Who is James Arthur Ray, anyway? Based in Carlsbad, CA, Ray is a new-age guru with a company called James Ray International, which made $9.4 million in 2008 from various seminars, videos, and books. Ray drew a lot of attention from his appearance in the popular film “The Secret,” which focused on reaching goals, both personal and financial. The Spiritual Warrior event cost participants $9,695.
Seemingly undaunted by the deaths in Sedona, Ray continued to provide spiritual leadership at events. At a seminar in Denver this past Tuesday, he was interrupted by two men who shouted, “Tell them the truth!” and “You control poeple! You stood in front of the door and refused to let people leave!” Ray responded by saying, “I, too, want answers and am cooperating with authorities.” He then asked for a moment of silent prayer for those who had died.
That such an tragedy should have happened is reprehensible. Ray is responsible for these deaths, and I feel certain that he will be charged with some variation or other of homicide. But the larger question that remains with me is, why did so many people ever allow this travesty to occur? To answer this question, we must explore the present state of the human psyche, and try to understand why so many people are rendered so vulnerable so much of the time.
There is not space in this weekly reflection to go into the depth needed to properly explore the answer to my question, of course, but given such a restriction, I want to suggest some ways of thinking about this phenomenon that has occurred:
(1) People in contemporary time have lost their god, and they suffer from the fear and emptiness of that loss. They have substituted bread and circuses, but have found these lacking, ultimately.

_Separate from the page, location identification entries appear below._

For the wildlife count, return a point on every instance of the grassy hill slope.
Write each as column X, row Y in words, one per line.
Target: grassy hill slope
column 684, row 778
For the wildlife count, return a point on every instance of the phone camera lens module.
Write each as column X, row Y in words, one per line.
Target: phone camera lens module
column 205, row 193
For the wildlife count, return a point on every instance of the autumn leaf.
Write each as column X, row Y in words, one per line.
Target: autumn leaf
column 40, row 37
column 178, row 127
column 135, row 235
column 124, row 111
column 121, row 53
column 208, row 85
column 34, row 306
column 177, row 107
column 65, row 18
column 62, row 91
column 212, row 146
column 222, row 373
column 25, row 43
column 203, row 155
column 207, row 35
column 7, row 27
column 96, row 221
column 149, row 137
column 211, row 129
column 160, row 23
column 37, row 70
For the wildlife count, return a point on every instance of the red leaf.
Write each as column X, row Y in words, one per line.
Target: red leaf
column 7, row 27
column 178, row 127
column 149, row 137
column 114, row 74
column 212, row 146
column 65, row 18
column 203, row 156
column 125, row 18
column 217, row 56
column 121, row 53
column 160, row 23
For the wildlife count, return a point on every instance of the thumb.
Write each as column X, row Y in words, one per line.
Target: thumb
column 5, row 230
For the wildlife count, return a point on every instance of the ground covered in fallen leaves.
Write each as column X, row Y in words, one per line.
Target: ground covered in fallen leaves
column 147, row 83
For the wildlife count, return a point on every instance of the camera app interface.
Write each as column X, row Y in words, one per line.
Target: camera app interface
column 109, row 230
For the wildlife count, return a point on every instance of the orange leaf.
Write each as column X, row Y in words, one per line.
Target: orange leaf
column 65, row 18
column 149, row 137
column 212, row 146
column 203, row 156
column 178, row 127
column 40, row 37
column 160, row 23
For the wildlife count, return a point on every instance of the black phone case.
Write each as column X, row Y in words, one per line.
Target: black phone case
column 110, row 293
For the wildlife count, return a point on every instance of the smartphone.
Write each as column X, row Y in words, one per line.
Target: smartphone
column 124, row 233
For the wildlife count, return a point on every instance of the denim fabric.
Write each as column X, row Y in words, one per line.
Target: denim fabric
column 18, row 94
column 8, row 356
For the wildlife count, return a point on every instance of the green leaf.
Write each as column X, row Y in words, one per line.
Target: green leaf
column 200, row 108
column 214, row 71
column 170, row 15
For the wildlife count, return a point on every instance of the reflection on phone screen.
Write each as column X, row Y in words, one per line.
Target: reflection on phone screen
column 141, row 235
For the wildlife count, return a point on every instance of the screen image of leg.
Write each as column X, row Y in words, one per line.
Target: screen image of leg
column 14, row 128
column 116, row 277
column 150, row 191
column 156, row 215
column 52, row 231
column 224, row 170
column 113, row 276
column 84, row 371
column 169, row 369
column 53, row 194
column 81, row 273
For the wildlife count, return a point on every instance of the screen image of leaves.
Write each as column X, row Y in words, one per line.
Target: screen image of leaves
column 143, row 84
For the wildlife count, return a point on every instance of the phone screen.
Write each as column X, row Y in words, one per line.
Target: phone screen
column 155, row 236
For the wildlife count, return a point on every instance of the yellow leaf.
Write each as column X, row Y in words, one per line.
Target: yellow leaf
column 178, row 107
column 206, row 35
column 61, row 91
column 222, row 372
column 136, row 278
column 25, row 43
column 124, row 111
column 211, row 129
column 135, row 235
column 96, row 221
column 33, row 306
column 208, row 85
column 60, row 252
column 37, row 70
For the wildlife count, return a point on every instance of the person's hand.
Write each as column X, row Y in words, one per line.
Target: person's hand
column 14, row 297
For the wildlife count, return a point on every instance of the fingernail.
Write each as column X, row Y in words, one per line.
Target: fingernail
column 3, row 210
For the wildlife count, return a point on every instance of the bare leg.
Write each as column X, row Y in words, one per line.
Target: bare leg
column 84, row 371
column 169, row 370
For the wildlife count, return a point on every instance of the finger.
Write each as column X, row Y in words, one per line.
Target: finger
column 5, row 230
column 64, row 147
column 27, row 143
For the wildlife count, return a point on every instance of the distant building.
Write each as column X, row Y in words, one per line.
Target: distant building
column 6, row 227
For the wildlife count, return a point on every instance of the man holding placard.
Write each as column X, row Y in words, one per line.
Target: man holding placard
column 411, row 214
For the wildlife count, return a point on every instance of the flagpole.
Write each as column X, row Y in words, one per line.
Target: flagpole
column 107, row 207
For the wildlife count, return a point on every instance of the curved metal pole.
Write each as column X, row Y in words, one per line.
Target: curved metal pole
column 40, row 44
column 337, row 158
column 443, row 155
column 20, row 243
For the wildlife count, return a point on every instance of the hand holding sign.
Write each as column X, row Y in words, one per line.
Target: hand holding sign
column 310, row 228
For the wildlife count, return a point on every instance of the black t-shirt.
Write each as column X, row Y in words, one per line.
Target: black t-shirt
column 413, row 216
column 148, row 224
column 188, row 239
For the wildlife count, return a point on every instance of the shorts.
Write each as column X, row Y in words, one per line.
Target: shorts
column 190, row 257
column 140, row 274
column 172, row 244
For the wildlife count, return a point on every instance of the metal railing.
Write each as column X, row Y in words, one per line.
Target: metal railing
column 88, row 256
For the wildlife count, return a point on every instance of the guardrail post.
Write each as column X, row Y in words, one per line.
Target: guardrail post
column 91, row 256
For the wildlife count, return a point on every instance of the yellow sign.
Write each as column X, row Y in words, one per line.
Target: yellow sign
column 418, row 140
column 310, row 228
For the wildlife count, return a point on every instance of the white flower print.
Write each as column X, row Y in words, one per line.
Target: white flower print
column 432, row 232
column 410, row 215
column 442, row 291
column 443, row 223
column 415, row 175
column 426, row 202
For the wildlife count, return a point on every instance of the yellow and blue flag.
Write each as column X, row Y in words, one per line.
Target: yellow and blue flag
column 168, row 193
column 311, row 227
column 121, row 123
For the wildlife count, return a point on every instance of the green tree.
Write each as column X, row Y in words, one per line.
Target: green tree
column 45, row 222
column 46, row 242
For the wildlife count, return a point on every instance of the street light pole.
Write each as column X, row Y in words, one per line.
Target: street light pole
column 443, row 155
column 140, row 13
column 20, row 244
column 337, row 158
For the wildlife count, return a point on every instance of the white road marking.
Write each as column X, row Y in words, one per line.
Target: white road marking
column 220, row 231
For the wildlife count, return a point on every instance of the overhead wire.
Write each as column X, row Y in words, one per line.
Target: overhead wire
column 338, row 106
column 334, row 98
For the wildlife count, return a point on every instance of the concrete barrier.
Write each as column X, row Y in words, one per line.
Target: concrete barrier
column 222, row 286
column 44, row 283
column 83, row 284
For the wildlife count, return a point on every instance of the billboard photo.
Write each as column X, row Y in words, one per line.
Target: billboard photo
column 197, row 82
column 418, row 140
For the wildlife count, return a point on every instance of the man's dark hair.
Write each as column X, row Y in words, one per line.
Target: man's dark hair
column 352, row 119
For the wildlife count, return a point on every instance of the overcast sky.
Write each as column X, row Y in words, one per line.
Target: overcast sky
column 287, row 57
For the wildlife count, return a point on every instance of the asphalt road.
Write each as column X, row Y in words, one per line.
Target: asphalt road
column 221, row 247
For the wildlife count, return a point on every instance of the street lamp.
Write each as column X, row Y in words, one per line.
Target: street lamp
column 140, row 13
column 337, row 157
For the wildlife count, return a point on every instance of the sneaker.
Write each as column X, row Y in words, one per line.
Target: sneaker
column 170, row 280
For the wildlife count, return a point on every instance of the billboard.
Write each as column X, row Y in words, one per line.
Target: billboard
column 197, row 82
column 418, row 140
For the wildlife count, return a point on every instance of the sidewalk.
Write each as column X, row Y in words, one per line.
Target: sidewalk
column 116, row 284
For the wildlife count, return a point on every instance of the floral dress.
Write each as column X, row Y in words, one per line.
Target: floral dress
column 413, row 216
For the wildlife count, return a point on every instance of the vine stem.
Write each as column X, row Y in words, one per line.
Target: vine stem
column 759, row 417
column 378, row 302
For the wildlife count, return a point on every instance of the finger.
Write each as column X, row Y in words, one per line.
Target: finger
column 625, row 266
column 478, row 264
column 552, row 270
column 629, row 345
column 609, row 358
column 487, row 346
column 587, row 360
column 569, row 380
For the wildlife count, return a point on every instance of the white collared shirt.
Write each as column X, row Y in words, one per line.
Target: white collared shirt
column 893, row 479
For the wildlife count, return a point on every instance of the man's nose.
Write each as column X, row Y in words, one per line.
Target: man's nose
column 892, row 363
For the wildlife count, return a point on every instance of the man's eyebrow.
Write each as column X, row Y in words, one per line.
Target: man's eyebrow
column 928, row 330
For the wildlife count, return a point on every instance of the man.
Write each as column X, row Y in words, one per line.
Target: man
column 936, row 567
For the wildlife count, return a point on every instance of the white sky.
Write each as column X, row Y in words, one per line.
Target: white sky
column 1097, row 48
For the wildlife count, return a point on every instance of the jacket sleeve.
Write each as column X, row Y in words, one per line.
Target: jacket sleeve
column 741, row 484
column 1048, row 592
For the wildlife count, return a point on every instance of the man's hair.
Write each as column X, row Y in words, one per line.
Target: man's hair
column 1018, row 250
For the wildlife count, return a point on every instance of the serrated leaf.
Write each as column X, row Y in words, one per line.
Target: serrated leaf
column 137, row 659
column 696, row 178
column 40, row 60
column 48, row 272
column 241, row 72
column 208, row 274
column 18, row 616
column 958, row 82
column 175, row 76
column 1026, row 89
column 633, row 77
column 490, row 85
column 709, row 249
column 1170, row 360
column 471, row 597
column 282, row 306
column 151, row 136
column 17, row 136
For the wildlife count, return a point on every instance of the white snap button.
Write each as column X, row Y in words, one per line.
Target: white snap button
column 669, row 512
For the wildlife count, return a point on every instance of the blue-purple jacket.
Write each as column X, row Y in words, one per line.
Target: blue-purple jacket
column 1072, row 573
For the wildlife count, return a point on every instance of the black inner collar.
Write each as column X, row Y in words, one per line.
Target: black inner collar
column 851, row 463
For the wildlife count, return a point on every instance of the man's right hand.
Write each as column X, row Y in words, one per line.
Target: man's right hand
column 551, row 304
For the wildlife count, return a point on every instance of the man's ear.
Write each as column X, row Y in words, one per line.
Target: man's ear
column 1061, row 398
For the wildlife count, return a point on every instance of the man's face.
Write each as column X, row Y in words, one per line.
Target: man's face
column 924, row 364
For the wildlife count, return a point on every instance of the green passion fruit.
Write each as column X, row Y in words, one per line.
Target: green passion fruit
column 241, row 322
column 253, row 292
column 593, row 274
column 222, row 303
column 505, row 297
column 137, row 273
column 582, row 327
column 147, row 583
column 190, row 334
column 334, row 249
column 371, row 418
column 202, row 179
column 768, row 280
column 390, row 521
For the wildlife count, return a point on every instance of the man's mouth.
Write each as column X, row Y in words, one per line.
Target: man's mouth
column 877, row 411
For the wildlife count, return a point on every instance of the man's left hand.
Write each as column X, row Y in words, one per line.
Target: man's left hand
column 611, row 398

(2) Many people are desperately looking for answers to their emptiness and the lack of meaning in their lives, and they will follow almost anyone who promises to give them answers. They fail to look for something as simple as credentials.
(3) People are social creatures who will “follow the crowd” in spite of the evidence of their own flesh to the contrary. (Contrary to Ray, vomiting and fainting are not signs of spiritual healing.) And they will follow the authority figure.
(4) Many people believe that if you pay a lot of money for something, it will be worth a lot, failing to evaluate an experience for its intrinsic worth. One of the first signs of corruption in a spiritual leader is the high price (money and sometimes sex, always strict obedience) they require from their followers.
(5) It is easier for people to project wisdom and goodness upon a leader than to find it within themselves.
(6) It is easy for any spiritual leader who gains a following to begin to believe his own PR–and that is a spiritual dead-end. It’s fine to seek help from a spiritual leader, but try to recognize one when you see one. They should manifest the qualities of humility, peace, compassion, and justice-seeking instead of self-seeking. They should be reality-based, living on this good, green earth and not in some imagined realm someplace else.
This incident makes me so sad for all of us, for our longing to be whole, for our wish to give ourselves to something greater than ourselves, for our genuine need for rebirth. Makes me feel like the Catcher in the Rye.